Article 3: Egalité professionnelle entre les femmes et les hommes
Les parties rappellent qu'un accord collectif sur l'égalité professionnelle entre les femmes et les hommes a été signé le 23 mai 2023 pour une durée de 4 ans, dont le suivi est assuré dans le cadre de la réunion de présentation du rapport d'égalité entre les femmes et les hommes devant le CSE.
Article 4 : Modalités de suivi du présent accord et bilan Elles feront un bilan du présent accord lors des prochaines négociations annuelles sur les salaires effectifs Tout au long de l’application de l’accord, toute partie pourra solliciter la réouverture des négociations dans le cadre d’une révision en fonction du contexte économique ou de toute difficulté d’application.
Article 5: Durée de l’accord et entrée en vigueur Le CSE sera informé le 20 mars 2025 de la signature de l’accord. Le présent accord est conclu pour une durée déterminée de 1 an. Il prend effet le 1er janvier 2025. Il cessera de recevoir application à l’arrivée de son terme, le 31 décembre 2025. Il se substitue en intégralité aux dispositions conventionnelles, usages, engagements unilatéraux et pratiques de toutes natures en vigueur au sein du Cabinet avant sa conclusion et ayant un objet identique.

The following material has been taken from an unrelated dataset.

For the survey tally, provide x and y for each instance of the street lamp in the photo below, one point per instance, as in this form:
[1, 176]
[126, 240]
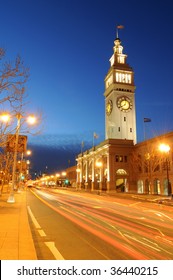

Article 6 : Révision Le présent accord pourra être révisé à tout moment selon les modalités définies par le code du travail. Toute demande de révision à l’initiative de l’une des Parties susvisées devra être adressée aux autres Parties et comporter l’indication des dispositions dont il est demandé la révision. Les Parties devront s’efforcer d’entamer les négociations dans un délai de 3 mois à compter de la demande de révision. L’avenant éventuel de révision devra être déposé dans les conditions prévues par les textes en vigueur.
Article 7 : Formalités de dépôt et de publicité Conformément à l'article L.2231-5 du code du travail, le texte du présent accord sera notifié par le Cabinet à l'ensemble des organisations syndicales représentatives, signataires ou non, par courriel avec demande d'accusé de réception. Le Cabinet déposera l’accord collectif sur la plateforme nationale "TéléAccords" à l’adresse suivante : www.teleaccords.travail-emploi.gouv.fr. Le Cabinet adressera un exemplaire de l’accord au secrétariat greffe du conseil de prud'hommes de Nanterre. Le dépôt de l'accord sera accompagné des pièces énoncées à l'article D. 2231-7 du code du travail. Les Parties rappellent que, dans un acte distinct du présent accord, elles pourront convenir qu’une partie du présent accord ne fera pas l’objet de la publication prévue à l’article L. 2231-5-1 du code du travail. A défaut d’un tel acte, le présent accord sera publié dans une version intégrale ne comportant pas les noms et prénoms des négociateurs et des signataires. Un exemplaire du présent accord sera remis par la Direction au CSE, et aux délégués syndicaux dans le respect des dispositions de l'article R. 2262-2 du code du travail, dans la BDESE Les salariés seront informés de ces mesures par les moyens de communication habituels de FIDAL.